Vertigo can be due to a viral infection of your inner ear or as a result of trauma to the neck or head. When a person was involved in a traumatic event like a ski or bike accident, the upper neck vertebrae in his neck may have misaligned, staying in a stressed position. The neck injury has an effect on the normal transmission of information between his brain and spinal cord, which results in symptoms like vertigo. It often happens that a patient experiences neck pain and headaches due to the same injury. The symptoms of such an accident may only appear after months or even years have passed. The appropriate correction of the neck injury performed by an Austin chiropractor can eradicate vertigo and the linked symptoms.
How can a chiropractor assist?
- Chiropractic is considered as an excellent treating option for certain types of vertigo. The treatment will be contingent on what the dizziness is a symptom of.
- One treatment option will include adjusting by targeting the joints which aren’t moving as they should.

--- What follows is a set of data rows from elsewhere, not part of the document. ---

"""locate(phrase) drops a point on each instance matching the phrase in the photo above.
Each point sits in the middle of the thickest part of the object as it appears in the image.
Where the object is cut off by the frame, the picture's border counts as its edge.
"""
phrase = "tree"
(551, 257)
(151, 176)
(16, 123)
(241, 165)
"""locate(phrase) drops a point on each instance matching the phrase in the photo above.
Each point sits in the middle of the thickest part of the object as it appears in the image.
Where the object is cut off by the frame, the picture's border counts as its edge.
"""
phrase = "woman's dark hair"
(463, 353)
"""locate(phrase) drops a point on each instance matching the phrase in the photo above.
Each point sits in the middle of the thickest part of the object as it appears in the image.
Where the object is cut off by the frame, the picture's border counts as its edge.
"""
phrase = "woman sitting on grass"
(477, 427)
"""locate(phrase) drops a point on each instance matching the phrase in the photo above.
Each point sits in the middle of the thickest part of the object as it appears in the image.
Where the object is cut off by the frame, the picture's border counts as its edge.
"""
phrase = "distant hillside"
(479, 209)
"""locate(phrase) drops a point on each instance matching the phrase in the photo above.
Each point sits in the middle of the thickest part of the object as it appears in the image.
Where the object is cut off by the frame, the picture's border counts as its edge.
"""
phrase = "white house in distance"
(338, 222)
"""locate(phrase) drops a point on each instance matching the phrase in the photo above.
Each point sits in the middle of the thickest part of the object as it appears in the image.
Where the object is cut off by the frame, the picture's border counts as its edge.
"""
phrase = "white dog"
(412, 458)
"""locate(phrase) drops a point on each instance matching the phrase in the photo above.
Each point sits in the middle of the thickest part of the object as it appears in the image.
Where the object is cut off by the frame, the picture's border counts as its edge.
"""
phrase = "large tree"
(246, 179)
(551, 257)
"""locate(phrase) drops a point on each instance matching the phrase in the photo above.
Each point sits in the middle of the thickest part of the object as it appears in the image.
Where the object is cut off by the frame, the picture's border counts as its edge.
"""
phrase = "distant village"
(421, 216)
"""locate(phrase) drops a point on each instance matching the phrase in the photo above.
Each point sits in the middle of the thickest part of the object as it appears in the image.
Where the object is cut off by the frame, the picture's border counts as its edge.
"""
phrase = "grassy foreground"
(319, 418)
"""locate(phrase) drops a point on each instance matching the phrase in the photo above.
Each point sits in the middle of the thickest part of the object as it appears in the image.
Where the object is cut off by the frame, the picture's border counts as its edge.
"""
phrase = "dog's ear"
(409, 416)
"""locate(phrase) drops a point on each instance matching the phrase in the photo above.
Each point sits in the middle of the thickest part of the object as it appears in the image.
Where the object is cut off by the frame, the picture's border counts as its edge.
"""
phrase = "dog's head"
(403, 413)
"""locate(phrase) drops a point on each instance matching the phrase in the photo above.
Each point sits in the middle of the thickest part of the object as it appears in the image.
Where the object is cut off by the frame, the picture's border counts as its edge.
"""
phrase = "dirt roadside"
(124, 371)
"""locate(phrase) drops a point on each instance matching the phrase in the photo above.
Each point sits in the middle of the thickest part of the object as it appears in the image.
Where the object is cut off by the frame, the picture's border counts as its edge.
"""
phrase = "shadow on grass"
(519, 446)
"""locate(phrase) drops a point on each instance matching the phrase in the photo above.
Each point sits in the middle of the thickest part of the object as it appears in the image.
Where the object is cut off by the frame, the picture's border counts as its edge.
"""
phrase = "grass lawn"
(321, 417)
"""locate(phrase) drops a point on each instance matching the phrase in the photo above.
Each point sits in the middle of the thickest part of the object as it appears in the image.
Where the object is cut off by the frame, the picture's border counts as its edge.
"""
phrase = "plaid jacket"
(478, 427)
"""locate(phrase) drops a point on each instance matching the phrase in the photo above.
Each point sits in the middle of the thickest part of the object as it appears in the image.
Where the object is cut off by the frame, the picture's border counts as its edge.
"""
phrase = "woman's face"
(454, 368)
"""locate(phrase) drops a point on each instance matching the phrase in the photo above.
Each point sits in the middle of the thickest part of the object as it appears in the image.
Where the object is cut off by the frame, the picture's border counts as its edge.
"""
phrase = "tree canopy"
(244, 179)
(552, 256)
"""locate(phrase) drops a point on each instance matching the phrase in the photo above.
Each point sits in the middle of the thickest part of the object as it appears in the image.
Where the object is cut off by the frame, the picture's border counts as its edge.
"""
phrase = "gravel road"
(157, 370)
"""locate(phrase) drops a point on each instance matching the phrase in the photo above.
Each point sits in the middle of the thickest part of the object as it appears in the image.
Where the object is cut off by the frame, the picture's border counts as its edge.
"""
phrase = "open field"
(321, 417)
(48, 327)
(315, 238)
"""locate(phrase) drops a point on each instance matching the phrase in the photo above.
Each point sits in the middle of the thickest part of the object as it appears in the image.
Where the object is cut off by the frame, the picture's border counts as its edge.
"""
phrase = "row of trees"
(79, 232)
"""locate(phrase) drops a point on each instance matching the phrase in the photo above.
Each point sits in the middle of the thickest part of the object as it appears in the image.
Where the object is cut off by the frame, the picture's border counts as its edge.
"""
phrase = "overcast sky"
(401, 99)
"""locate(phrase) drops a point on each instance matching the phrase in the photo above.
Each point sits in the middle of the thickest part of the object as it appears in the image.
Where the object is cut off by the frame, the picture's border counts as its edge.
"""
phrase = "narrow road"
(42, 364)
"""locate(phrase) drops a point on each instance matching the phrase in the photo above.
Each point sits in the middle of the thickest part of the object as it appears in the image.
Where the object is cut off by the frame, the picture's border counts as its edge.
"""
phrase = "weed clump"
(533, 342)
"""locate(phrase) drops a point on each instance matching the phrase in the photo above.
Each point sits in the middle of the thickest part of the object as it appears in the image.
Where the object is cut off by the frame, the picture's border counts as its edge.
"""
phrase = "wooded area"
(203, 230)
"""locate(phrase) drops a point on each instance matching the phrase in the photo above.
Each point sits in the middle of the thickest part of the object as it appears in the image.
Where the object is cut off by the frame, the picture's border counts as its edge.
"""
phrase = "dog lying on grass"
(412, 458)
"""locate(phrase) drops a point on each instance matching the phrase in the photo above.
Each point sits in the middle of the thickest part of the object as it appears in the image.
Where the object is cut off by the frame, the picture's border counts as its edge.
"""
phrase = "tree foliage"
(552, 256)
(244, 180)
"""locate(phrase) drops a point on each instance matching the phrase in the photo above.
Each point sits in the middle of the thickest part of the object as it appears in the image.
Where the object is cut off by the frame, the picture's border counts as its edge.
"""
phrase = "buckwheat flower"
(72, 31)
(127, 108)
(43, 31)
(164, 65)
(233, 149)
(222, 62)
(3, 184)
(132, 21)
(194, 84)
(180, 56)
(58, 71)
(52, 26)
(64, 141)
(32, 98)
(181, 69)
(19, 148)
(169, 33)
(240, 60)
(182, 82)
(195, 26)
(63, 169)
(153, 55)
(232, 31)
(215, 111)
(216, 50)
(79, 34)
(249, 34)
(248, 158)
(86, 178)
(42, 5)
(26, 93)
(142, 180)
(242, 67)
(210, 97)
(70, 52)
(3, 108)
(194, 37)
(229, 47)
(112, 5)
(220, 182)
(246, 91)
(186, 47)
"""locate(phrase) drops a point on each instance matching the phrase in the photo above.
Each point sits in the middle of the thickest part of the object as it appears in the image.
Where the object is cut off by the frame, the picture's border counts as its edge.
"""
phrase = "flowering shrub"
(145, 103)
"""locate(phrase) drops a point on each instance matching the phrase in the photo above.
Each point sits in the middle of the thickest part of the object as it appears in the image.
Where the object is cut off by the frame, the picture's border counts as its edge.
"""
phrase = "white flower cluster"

In your upper neck, incoherent motion patterns can result in misguided information about your body movement and position being communicated from the joints to your brain. A mere adjustment can correct the issue.
- When the issue is with relation to your inner ear, the chiropractor may perform an Epley Maneuver which consists of repositioning misplaced bony particles (otoconia) to the correct positions in your inner ear. Another option is prescribing specific exercises that target the inner- ear (vestibulocochlear) system.
After the initial assessment, your chiropractor will determine the best course of treatment to alleviate the symptoms of vertigo.